À l’instar de la grande majorité des professionnels, les architectes sont fortement impactés par la crise sanitaire du coronavirus. Un défi de taille, aussi bien pour l’exécution de leurs missions que pour la gestion sociale de leur Cabinet.

C’est pourquoi le Conseil national de l’Ordre a récemment pris l’initiative de publier un dossier spécial « Coronavirus et confinement », rassemblant de nombreuses informations utiles.

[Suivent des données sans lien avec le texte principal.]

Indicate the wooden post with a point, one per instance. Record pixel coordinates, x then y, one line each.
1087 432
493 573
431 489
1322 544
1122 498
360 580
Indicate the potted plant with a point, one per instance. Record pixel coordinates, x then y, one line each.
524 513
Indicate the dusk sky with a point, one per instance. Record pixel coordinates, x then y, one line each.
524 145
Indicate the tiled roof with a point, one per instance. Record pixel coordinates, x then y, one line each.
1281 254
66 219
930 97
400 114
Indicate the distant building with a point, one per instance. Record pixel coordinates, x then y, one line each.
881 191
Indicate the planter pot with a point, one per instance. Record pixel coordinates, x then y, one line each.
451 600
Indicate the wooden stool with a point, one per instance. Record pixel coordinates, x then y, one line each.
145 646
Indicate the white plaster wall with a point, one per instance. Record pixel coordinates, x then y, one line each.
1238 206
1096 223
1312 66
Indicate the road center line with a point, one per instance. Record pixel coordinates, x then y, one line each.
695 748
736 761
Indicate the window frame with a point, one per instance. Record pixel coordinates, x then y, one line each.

Des conseils pragmatiques et opérationnels

En plus de relayer les textes règlementaires encadrant la période de confinement, le dossier tend ainsi à accompagner les architectes à travers des conseils opérationnels sur la gestion des chantiers, l’exécution de leurs prestations ou encore le respect des engagements contractuels face à l’état d’urgence sanitaire.

De même, la publication fait le point sur les mesures nécessaires pour assurer la sécurité et la protection de la santé de leurs salariés, telles que l’adoption des gestes de précaution indispensables, le recours au télétravail et/ou, le cas échéant, le chômage partiel.

Sans oublier, enfin, que le dossier recense également les différents dispositifs de soutien mis en œuvre par le gouvernement pour aider les entreprises touchées par la crise du coronavirus.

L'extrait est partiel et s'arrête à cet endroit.